A Lightning developer brought up a point about state invalidations in Lightning which is not suitable for multi-party negotiations beyond two parties because the potential reactions to a party cheating grows exponentially in the number of parties in the contract. The Channel Factories paper relies on the Duplex Micropayment Channel construction instead of retaliation construction in LN. ZmnSCPxj asked Abhishek Sharma about the details of Bitcoin transactions, how commitment transactions spend and requested a graph of transaction chains that ensure correct operation of this idea. He also referenced the Burchert-Decker-Wattenhofer Channel Factories paper and asked how it's different from Sharma's idea. Sharma proposed a specific kind of transaction where three parties commit their funds all at once and are able to move their funds between the three open channels between them.
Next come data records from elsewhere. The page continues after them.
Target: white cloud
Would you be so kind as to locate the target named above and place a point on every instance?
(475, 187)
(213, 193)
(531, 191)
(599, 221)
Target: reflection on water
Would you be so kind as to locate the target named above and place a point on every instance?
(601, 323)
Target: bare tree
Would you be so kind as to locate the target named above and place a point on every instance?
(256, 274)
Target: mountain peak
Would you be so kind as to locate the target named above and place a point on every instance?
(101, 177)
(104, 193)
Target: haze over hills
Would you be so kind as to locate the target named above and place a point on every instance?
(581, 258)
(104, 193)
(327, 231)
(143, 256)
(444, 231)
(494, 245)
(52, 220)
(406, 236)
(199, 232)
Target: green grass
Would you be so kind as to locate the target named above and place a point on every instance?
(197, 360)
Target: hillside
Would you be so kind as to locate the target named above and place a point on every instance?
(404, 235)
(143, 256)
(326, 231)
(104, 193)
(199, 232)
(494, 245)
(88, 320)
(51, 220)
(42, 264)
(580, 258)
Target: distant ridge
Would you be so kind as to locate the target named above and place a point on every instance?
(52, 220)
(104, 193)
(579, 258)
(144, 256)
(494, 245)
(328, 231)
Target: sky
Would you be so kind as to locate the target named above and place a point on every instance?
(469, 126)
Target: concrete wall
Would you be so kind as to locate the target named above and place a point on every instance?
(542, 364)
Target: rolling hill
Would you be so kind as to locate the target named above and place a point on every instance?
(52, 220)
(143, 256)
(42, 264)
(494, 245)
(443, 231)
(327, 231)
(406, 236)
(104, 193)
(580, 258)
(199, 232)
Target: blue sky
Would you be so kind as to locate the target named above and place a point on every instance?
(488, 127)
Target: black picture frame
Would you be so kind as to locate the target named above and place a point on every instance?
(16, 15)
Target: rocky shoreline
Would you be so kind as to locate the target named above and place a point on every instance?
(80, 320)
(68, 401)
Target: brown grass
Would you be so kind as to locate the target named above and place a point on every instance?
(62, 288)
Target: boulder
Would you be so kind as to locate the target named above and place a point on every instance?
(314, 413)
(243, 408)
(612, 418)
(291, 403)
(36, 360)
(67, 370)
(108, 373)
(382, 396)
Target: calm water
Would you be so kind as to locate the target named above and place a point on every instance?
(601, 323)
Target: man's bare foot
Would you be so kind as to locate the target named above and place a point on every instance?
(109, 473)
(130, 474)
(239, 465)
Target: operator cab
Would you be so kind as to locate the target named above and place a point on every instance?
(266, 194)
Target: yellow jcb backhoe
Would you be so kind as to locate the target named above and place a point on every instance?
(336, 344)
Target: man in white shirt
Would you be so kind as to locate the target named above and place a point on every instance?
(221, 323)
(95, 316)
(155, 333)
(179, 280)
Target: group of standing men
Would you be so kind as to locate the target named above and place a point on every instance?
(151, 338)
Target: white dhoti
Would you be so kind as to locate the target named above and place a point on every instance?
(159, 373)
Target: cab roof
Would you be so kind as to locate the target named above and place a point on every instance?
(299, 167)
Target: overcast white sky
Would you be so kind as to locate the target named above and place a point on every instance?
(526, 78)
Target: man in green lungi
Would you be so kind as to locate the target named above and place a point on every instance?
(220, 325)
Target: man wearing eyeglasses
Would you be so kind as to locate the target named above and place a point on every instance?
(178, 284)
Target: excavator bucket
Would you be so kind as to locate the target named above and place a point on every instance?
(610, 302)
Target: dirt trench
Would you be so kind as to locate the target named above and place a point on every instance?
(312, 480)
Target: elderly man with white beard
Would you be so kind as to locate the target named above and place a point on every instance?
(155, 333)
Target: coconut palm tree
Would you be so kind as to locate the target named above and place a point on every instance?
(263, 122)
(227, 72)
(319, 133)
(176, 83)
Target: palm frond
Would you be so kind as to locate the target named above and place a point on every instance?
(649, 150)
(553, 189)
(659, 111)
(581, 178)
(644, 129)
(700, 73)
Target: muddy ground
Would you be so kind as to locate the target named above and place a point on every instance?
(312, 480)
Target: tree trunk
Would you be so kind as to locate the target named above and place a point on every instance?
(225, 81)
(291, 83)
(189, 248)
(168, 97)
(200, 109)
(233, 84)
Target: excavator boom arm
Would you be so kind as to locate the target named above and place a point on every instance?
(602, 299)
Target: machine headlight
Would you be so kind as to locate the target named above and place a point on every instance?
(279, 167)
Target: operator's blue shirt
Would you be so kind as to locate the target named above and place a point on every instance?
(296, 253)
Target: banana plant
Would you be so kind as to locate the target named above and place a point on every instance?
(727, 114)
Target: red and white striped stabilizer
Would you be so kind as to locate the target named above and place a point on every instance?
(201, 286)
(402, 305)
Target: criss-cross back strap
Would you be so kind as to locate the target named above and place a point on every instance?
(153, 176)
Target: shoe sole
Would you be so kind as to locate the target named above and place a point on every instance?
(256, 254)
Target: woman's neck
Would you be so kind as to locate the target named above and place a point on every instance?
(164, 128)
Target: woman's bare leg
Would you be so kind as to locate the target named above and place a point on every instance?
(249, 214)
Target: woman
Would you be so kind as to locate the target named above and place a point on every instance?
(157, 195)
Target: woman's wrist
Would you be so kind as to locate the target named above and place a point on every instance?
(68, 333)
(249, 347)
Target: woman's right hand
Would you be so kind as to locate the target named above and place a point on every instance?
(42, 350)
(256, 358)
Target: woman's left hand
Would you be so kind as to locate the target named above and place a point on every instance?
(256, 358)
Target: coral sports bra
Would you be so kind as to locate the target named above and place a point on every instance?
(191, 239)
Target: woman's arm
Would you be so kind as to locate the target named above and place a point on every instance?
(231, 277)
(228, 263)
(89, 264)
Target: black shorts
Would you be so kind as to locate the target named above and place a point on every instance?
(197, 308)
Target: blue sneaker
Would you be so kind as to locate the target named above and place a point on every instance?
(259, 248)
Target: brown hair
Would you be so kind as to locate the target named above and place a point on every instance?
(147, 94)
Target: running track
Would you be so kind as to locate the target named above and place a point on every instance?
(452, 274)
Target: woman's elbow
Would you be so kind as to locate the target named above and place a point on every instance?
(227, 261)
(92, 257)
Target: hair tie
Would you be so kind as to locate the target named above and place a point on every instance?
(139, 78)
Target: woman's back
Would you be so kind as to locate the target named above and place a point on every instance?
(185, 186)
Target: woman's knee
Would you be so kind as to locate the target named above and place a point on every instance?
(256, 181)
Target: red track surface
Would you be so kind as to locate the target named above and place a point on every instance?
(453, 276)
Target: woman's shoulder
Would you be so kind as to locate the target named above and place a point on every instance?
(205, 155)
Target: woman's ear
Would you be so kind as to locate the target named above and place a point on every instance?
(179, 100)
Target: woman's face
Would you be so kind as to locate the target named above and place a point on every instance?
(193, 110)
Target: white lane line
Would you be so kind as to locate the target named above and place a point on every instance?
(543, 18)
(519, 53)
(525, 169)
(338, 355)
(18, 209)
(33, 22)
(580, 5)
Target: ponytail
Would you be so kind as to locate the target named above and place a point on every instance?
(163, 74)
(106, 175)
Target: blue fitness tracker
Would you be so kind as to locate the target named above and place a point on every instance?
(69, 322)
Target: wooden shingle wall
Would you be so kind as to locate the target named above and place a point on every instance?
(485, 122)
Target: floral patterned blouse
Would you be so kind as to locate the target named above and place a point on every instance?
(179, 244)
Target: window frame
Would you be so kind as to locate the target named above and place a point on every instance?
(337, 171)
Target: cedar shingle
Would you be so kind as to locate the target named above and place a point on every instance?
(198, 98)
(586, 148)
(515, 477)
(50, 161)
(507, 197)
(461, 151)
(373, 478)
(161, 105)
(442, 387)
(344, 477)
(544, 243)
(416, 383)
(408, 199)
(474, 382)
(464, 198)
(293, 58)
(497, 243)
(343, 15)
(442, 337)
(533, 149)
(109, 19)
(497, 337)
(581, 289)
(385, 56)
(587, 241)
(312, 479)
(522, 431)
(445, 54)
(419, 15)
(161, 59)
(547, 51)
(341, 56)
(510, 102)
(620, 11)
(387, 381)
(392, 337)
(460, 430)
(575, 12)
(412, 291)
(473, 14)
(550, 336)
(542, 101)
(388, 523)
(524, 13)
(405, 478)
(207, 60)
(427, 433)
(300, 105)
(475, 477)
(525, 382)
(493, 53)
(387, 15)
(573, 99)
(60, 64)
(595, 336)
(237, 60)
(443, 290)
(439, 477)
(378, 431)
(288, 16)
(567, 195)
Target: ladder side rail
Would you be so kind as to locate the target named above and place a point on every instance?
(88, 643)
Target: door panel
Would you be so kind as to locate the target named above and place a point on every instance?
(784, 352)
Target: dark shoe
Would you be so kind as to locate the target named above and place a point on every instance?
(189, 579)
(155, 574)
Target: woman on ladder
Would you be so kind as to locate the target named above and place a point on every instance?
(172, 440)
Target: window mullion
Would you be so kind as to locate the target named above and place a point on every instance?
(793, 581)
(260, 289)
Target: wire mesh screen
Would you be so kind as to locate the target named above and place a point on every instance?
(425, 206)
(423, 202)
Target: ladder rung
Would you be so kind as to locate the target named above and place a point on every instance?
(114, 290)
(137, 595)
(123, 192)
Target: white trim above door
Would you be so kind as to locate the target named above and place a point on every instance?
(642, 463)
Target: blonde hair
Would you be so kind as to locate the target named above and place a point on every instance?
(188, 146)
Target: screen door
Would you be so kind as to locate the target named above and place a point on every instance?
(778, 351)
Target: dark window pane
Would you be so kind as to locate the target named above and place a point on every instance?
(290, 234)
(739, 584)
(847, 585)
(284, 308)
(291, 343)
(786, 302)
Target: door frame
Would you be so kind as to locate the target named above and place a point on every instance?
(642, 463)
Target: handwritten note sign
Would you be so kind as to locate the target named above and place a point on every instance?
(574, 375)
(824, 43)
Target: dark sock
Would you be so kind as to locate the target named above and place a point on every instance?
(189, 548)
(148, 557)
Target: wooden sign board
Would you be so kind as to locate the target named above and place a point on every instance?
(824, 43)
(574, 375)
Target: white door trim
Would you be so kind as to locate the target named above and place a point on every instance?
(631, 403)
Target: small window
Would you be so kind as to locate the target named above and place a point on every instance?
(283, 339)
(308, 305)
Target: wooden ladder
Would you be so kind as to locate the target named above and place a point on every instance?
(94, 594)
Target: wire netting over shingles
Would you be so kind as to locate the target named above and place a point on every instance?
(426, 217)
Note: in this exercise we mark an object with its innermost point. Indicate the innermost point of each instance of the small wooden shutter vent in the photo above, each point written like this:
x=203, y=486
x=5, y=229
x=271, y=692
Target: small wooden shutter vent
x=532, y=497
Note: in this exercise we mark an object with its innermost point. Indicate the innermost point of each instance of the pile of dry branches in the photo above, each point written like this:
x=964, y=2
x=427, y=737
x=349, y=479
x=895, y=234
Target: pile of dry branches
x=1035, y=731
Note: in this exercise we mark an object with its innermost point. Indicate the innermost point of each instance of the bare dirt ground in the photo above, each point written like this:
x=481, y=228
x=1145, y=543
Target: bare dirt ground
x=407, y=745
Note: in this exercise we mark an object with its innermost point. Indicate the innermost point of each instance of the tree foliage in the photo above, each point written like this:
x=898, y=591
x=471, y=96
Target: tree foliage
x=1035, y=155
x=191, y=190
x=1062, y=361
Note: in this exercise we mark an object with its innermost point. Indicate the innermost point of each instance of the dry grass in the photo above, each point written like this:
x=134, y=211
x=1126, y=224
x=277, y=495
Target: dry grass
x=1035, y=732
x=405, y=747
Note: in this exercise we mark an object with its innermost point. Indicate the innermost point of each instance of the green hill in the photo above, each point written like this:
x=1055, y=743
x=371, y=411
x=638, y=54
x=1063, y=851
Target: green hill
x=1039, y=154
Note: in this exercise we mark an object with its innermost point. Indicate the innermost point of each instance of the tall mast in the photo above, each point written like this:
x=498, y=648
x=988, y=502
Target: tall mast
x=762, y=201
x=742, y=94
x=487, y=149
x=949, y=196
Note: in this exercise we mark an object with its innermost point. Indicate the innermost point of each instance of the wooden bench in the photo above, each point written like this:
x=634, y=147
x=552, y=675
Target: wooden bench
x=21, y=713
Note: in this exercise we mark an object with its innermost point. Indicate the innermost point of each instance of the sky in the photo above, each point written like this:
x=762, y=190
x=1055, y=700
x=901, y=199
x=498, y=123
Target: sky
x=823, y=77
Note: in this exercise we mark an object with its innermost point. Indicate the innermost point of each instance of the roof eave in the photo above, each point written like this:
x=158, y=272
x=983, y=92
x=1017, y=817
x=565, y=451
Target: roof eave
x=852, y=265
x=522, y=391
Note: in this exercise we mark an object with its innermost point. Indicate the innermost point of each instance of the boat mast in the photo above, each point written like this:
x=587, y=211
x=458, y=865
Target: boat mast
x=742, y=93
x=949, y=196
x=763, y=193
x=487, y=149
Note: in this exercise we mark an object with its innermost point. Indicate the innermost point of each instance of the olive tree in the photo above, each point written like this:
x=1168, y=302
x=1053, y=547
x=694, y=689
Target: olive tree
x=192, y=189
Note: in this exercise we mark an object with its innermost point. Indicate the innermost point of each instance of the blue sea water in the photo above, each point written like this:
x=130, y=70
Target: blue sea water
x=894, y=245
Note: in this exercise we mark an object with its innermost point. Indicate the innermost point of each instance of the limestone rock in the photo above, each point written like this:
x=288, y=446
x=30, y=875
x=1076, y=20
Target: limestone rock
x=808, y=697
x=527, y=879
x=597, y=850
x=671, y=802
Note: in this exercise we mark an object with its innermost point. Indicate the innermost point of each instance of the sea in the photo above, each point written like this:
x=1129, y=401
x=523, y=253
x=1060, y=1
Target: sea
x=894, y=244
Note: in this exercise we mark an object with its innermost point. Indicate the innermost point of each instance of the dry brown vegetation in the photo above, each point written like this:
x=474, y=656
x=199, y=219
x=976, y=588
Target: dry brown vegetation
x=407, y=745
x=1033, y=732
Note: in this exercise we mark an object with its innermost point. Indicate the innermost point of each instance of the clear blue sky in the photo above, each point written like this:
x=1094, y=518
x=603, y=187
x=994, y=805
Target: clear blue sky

This provides users with an ability to route their transactions better with fewer total channels needing to be open. He gave an example of his idea and illustrated how it could improve users' ability to route their transactions. C always knows, if she is following the protocol, exactly how much should be in channel AB and can prove this. If there were four parties, C couldn't prove on her own that some set of parties colluded to trade on an old balance. He further explained why such a mechanism can be useful and showed how parties can send BTC without opening a new channel and waiting for the network to verify it.